6  Extrapolation

When we use a model to make predictions, it matters whether those predictions fall within the range of data we actually observed. Predictions made inside the observed range are generally more trustworthy, while predictions outside that range require much more caution.

6.1 Interpolation vs. Extrapolation

  • Interpolation means making predictions within the range of values observed in the dataset.
  • Extrapolation means making predictions outside the range of values observed in the dataset.

Interpolation is usually safer because the model is working in a part of the data space it has actually seen. Extrapolation is riskier because it assumes the same relationship continues beyond the observed data, which may not be true.

6.2 Check the Observed Range

Before making predictions, it is helpful to inspect the range of the predictor variable.

range(df$flipper_length_mm)
[1] 172 231

This tells us the smallest and largest flipper lengths observed in the data.

6.3 Prediction Inside the Observed Range

Here we make a prediction using values that fall within the range of the dataset.

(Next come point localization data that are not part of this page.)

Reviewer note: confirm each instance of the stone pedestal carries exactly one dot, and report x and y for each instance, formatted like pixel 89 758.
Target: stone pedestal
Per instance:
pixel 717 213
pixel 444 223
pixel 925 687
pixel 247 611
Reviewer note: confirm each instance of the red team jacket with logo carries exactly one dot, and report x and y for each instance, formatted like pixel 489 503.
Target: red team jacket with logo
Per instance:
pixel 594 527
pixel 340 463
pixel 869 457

predict(lm_model, newdata = data.frame(
  bill_length_mm = 45,
  bill_depth_mm = 17,
  flipper_length_mm = 200
))
       1 
4158.348 

Because these values are similar to observations in the dataset, this is an example of interpolation.

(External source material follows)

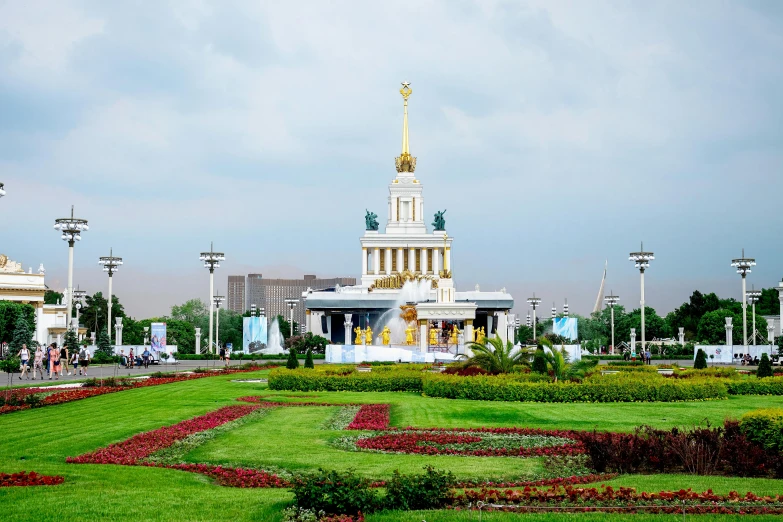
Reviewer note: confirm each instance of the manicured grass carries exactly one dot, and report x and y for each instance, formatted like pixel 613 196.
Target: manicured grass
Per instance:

6.4 Prediction Outside the Observed Range

Now we make a prediction using values outside the observed range.

predict(lm_model, newdata = data.frame(
  bill_length_mm = 65,
  bill_depth_mm = 25,
  flipper_length_mm = 260
))
       1 
7412.624 

This is an example of extrapolation. Even though R will still return a prediction, we should be cautious about interpreting it because the model is being asked to make predictions in a region where it has no data.

6.5 Visualizing the Risk

The dashed vertical lines below mark the observed range of flipper lengths in the data.

ggplot(df, aes(x = flipper_length_mm, y = body_mass_g)) +
  geom_point() +
  geom_smooth(method = "lm", se = FALSE) +
  geom_vline(xintercept = range(df$flipper_length_mm), linetype = "dashed") +
  labs(title = "Extrapolation Warning")
`geom_smooth()` using formula = 'y ~ x'

6.6 Key Takeaways

  • Interpolation uses the model within the range of observed data.
  • Extrapolation uses the model outside the range of observed data.
  • Extrapolated predictions may look precise, but they are often much less reliable.
  • Just because a model can return a prediction does not mean that prediction should be trusted.